For those who celebrate, it's rifle-Dick-Cheney-in-the-ground day Apparently the only presidents attending are Biden & Dubya
Jamil Abdullah Al-Amin, Black Power Activist Known as H. Rap Brown, Dies at 82 A charismatic orator in the 1960s, he called for armed resistance to white oppression. As a Muslim cleric, he was convicted of murder in 2000 and died in detention. An admirer of the Cuban revolution, he preached armed resistance and separatism, declaring: “Violence is necessary. Violence is a part of America’s culture. It is as American as cherry pie.
Step out of limbo and roll on rolling stone... no more obstacles in your way... ("Pneumonia following a siziure")
Check out the movie "The Harder They Come." I saw Jimmy Cliff back a long time ago at an outdoor concert on a sunny summer day. These high school kids asked me if I had any hemp. I was tempted to tell them to go smoke that-thar piece of rope, but nah, that wooda been mean. RIP Jimmy
I never got past the soundtrack...it wasn't until "Natty Dread" that i got a real feel for the genre, that and "Sinsemilla..." Oh and "Black and Dekker..."
The movie is a very fun watch. I love movies that are “real” depictions of a place and time, and the movie was made so on the cheap that you saw where they lived, how they lived.
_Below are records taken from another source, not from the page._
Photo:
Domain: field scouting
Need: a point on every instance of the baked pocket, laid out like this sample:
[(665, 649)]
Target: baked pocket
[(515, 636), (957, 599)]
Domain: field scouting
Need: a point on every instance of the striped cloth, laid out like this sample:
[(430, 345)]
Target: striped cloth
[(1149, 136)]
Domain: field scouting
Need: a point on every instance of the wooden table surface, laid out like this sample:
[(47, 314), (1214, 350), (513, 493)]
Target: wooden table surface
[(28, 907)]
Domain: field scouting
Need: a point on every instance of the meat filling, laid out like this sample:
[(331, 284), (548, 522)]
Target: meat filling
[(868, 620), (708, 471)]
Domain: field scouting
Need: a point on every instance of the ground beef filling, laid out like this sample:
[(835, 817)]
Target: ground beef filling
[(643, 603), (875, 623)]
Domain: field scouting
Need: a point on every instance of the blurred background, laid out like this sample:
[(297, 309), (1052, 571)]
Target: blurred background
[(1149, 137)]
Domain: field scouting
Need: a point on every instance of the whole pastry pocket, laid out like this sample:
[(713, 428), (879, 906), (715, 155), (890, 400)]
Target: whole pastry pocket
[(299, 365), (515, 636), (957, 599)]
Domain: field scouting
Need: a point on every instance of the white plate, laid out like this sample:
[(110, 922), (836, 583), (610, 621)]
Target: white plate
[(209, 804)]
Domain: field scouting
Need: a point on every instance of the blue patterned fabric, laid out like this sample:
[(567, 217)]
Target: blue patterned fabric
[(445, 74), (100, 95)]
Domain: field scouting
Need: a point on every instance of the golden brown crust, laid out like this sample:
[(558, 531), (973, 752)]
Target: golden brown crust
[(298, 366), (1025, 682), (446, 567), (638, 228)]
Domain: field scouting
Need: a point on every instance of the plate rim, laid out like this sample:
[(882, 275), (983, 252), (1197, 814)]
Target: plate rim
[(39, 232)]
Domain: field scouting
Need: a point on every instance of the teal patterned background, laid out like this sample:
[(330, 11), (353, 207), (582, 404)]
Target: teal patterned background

Mother Viola Fletcher, 111 (wow). Oldest known survivor of the Tulsa Race Massacre TULSA, Okla. — Mother Viola Fletcher died on Nov. 24, 2025 at the age of 111 after spending the majority of her life fighting for justice after the 1921 Tulsa Race Massacre. https://www.kjrh.com/news/local-new...eaves-legacy-of-fighting-for-justice-in-tulsa
I’d like to celebrate a survivor’s life and triumph, but instead, I’m waiting to see how Trump will divide us with an offhand Truth.